Егор слегка покачивал жену на коленях, как бы убаюкивая и её и того третьего, кто совсем уже скоро появится на свет, и живое тельце которого он чувствовал под своей ладонью.

– А ведь правда хорошо, что нас теперь трое? – допытывалась она, трогая нежными пальцами его волосы.

– Лучше и не бывает, – сознался Егор, млея от счастья, от горделивого ощущения своего нарождавшегося отцовства.

33

Не суждено было Егору Непрядову дождаться на берегу появления на свет своего первенца. На другой день стало известно, что его лодке предстояло долгое автономное плавание. К походу экипаж готовился, весьма поспешая. Приняли по полной норме в цистерны солярку для прожорливых дизелей, пополнили запасы пресной воды и до предела набили провизионку всевозможными консервами, сушёной картошкой, мукой, воблой – всем тем, что положено моряку по полной автономной раскладке.

От пирса отошли ночью, когда посёлок уже спал. Бледное солнце лишь ненадолго проглянуло у горизонта, отразившись в неподвижной океанской воде и снова накрепко зажмурилось под белёсыми бровями облаков.

Никогда ещё Непрядов не уходил в море таким спокойным, уверенным в себе и во всём том, что ему сопутствовало в пределах прочного корпуса лодки. Ещё накануне договорились, что когда подойдёт время родов, Катя поедет в Ленинград. Там и задержится у матери, дав малышу окрепнуть. А к возвращению лодки из похода она обещала непременно снова быть в Майва-губе, чтобы, как полагается, встретить его на пирсе.

Правда, немного смущали Непрядова последние минуты расставания с женой. Катя неожиданно разнервничалась, расплакалась и совсем уж по-женски наивно стала упрашивать, чтобы он нашёл способ не покидать её. Егор пытался успокоить жену, терпеливо втолковывая, что она просит невозможное. На это Катя сквозь слёзы отвечала, будто он не любит её, раз не хочет пожертвовать ради их ребенка "какой-то малостью".

Разубеждать Катю в невыполнимости её желания уже не было времени.
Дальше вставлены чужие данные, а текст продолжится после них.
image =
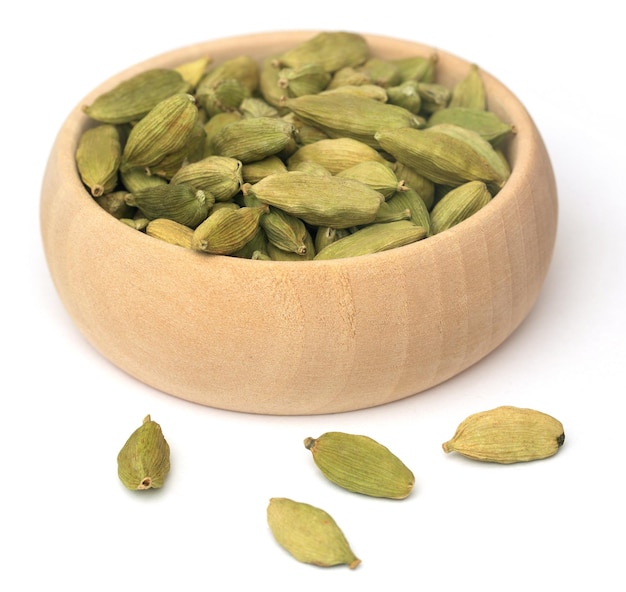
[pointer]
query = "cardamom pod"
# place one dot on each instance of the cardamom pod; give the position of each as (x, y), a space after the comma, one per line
(319, 199)
(376, 175)
(170, 232)
(134, 98)
(417, 68)
(507, 435)
(163, 131)
(194, 70)
(383, 72)
(98, 158)
(446, 154)
(243, 68)
(351, 116)
(412, 201)
(115, 204)
(227, 230)
(458, 204)
(333, 50)
(361, 465)
(309, 534)
(253, 172)
(252, 139)
(374, 238)
(406, 95)
(307, 79)
(221, 176)
(335, 154)
(182, 203)
(470, 91)
(486, 123)
(144, 460)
К счастью, в комнату заглянула Оксана Филипповна. Ободряюще моргнув Егору, она подсела к Кате на кровать, обняла её и с простодушием доброй женщины принялась успокаивать. Катя по-детски доверчиво уткнулась зерёванным, подурневшим лицом ей в плечо, продолжая тихонько всхлипывать.

Надев шинель, Непрядов хотел было на прощанье поцеловать жену, только она с раздражением отстранилась. Егор лишь с укоризной качнул головой, но при этом не без досады подумал: "Да что она, в самом деле, ведь пора женой, матерью стать!" Оксана Филипповна, участливо гладившая Катю по спине, выразительно зыркнула на Егора, чтобы скорее уходил, а они и без него во всём разберутся... И он, рассерженно пнув ногой подвернувшийся половик, решительно вышел, хлобыстнув при этом с досады наружной дверью.

Смешанное чувство испытывал, торопясь на лодку. И жалел Катю, и в то же время досадовал на её истерику, на совершенно надуманные подозрения в нелюбви к ней.

Однако в море вся эта никчёмная тягость расставания понемногу сгладилась. За далью пройденных миль остались воспоминания лишь самые приятные и нежные, согревавшие душу теплом любви в стылом, пропитанном промозглой влагой отсеке.

Лодка всё дальше уходила от родных берегов, пробивая в океанской бездне нескончаемый тоннель заданного курса. В текучке буден шла привычная подводная жизнь, когда расстояние и время становятся величинами отвлечёнными. В лодочных отсеках существовало совершенно иное измерение человеческого бытия, определяемое монотонной продолжительностью бесконечных вахт, напряжённой скоротечностью боевых тревог и долгожданными мгновениями всплытий, отпущенных на подзарядку аккумуляторных батарей. Представлявшиеся раньше такими важными личные заботы, надежды, огорчения и радости оказались теперь наглухо закупоренными в объёме прочного корпуса. На всех и на каждого, на весь экипаж выпадала одна неразменная судьба – до той минуты, пока натруженный глубиной корпус лодки снова не коснётся причала в немыслимо далёкой и беспредельно родной базе на самой кромке земли твоих отцов и дедов.

Проверяя работу штурманов, Егор пристально вглядывался в карту, будто в сплетении проложенных линий можно было как на ладони прочитать судьбу их подводного корабля. Он старался представить её, чтобы не оказаться слепым и беспомощным в ходе свершавшихся событий. Параллели и меридианы расчертили мировой океан ровными квадратами необозримой шахматной доски, на которой разворачивалась очередная партия игры противоборствующих сторон. Оторвавшись от берега, лодка тотчас стала реальной фигурой в этом сложнейшем комбинационном взаимодействии умов и нервов множества людей, опиравшихся на мощь бортовых энергетических установок и взрывной потенциал боезапаса. Каждый её ход по курсу, по глубине и по скорости перемещения был предельно соразмерен с тем, чтобы упредить очередной выпад вероятного противника и тем самым не дать ему над собой никакого преимущества.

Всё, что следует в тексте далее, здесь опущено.